Mr Addison said the site – once home to the Kidston Gold Mine which employed hundreds of people in its heyday – was a “dream site” for a renewable energy project.
“As an old mine site it comes with an enormous amount of infrastructure which would have otherwise cost us millions and millions of dollars more,” Mr Addison said.
“There is a dam 17km up the road and a pipeline from that dam to the site so we have access to water.
“It comes with two large voids – 54 hectares and 52 ha in surface area and one of those is 300m deep.
“There is a substation on site, transmission line to the coast, accommodation camp which in its peak hosted 300 people, roads, bridges, rock dumps, river sand just down the road – it’s a dream site.”

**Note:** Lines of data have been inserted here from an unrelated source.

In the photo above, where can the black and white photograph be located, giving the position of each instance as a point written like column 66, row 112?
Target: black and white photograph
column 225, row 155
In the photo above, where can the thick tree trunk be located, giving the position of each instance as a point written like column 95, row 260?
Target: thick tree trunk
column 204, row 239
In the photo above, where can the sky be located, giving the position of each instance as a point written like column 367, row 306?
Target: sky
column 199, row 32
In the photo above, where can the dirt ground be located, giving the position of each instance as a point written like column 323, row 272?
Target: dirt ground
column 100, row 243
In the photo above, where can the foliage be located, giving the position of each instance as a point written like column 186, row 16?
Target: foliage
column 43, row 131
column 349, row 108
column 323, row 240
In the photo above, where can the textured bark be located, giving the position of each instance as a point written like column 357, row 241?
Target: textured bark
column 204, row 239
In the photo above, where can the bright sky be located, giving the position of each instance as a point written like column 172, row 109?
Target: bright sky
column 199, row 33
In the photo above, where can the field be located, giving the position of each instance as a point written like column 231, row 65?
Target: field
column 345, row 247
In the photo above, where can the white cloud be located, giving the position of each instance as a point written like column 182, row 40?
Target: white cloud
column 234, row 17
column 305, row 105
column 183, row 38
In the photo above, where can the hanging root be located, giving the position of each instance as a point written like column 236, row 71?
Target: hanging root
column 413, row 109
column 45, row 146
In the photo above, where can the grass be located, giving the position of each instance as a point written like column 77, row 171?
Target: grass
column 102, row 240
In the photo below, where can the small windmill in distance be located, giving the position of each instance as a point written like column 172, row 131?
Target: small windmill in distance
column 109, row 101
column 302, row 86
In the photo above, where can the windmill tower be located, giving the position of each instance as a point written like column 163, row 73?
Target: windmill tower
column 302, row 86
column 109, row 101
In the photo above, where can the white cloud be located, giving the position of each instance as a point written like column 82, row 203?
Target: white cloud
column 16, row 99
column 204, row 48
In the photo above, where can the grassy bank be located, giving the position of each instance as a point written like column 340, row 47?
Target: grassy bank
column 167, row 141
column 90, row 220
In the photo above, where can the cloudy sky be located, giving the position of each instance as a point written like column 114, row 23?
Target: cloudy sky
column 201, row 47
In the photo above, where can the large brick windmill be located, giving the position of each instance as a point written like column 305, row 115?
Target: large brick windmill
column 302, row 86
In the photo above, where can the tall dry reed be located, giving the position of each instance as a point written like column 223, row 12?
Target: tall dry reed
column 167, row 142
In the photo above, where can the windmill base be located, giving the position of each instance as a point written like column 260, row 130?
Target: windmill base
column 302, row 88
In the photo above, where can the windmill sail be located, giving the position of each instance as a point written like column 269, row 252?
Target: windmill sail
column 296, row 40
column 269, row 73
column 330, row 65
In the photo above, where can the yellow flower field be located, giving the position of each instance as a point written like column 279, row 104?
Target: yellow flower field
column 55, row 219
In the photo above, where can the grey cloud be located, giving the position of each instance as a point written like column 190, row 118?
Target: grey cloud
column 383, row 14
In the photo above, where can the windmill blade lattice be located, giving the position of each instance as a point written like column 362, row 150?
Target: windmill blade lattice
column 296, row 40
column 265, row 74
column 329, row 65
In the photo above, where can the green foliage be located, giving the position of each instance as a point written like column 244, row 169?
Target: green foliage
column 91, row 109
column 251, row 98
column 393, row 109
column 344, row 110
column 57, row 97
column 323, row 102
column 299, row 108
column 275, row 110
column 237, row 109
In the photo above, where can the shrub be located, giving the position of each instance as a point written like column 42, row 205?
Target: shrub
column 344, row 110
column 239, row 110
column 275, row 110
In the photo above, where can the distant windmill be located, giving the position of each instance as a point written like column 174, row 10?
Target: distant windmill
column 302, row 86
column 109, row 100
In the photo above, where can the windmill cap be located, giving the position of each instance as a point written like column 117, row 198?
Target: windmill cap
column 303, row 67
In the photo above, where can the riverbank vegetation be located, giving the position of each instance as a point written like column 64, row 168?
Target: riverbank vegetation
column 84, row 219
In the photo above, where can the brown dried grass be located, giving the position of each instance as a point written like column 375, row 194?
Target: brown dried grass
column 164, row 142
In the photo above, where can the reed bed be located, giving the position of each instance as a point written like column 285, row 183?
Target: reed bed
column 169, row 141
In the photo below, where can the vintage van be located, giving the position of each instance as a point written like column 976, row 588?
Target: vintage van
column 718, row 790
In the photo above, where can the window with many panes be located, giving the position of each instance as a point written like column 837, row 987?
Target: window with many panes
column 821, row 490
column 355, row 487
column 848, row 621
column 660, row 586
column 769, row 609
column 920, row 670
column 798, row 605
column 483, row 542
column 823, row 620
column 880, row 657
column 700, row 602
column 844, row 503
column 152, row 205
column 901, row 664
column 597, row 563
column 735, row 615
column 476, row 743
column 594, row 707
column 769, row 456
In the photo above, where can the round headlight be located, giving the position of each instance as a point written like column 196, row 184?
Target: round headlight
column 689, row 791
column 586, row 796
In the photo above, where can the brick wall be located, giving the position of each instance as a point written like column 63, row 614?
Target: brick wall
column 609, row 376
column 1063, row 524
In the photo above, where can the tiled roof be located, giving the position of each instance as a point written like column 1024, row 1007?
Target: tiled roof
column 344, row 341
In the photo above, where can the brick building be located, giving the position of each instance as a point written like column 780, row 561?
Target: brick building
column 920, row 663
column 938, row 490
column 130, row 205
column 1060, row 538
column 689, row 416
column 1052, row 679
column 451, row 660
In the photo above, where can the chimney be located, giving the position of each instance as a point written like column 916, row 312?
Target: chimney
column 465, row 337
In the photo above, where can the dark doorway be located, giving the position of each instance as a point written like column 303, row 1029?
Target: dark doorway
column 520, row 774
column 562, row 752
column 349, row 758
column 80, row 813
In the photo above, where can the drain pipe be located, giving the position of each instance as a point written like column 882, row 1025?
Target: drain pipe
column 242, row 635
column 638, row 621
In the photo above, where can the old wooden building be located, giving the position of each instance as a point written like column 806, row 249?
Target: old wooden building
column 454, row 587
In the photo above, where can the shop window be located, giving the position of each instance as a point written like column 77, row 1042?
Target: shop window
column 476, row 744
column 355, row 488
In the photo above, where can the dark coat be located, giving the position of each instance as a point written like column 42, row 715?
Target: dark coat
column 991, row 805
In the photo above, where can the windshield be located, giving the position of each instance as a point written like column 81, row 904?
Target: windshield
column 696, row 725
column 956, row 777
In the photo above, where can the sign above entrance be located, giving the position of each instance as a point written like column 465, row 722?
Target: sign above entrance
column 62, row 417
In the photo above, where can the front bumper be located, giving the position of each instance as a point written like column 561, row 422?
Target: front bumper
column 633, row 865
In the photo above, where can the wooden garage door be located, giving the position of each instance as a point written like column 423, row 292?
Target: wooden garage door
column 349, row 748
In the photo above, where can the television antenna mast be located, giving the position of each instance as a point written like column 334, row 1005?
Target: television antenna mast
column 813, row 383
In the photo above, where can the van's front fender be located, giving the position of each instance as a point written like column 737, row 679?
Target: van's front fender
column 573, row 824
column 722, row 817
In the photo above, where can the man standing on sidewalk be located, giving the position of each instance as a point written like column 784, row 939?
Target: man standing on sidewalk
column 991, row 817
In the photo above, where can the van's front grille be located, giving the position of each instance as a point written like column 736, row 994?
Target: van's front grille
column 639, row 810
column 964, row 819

The 50 megawatt phase one of the project – to be built on the tailings storage facility from the former mine – will generate 145,000 megawatt hours of electricity per hear from 540,000 solar panels.
This will provide more than 26,484 households with renewable energy, and increase renewable energy in Queensland by 5.5 per cent.
Energy Minister Mark Bailey, who was on site for the ceremony, said the project was a sign of investor confidence in both regional Queensland and the state’s renewable credentials.
“The Kidston Solar Project is a revival of a gold mine for the north’s economy and is symbolic of the transition occurring in the energy market,” Mr Bailey said.
Genex is spending $1.8 million on refurbishing The Oak’s Rush Outback Resort which includes an upgrade of 68 additional rooms and will be used as an accommodation camp for onsite workers.
While work on the ground starts in earnest, Genex will continue to develop phase two of the solar farm – 270mw – and a pumped storage hydro project which will provide 250mw.
“It’s like a big water battery,” Mr Addison said.
“When the sun shines we can store energy in the water at height and when the sun stops shining and energy is required we can release that water through the turbine generators, generate power and send it back into the grid.”
Australia is home to three hydro projects – Wivenhoe Dam (Queensland), Tumut (Snowy Mountains) and Shoalhaven (NSW).
Genex hopes to reach financial close on phase two and the hydro project by the end of the year, with construction tipped for the first quarter of 2018.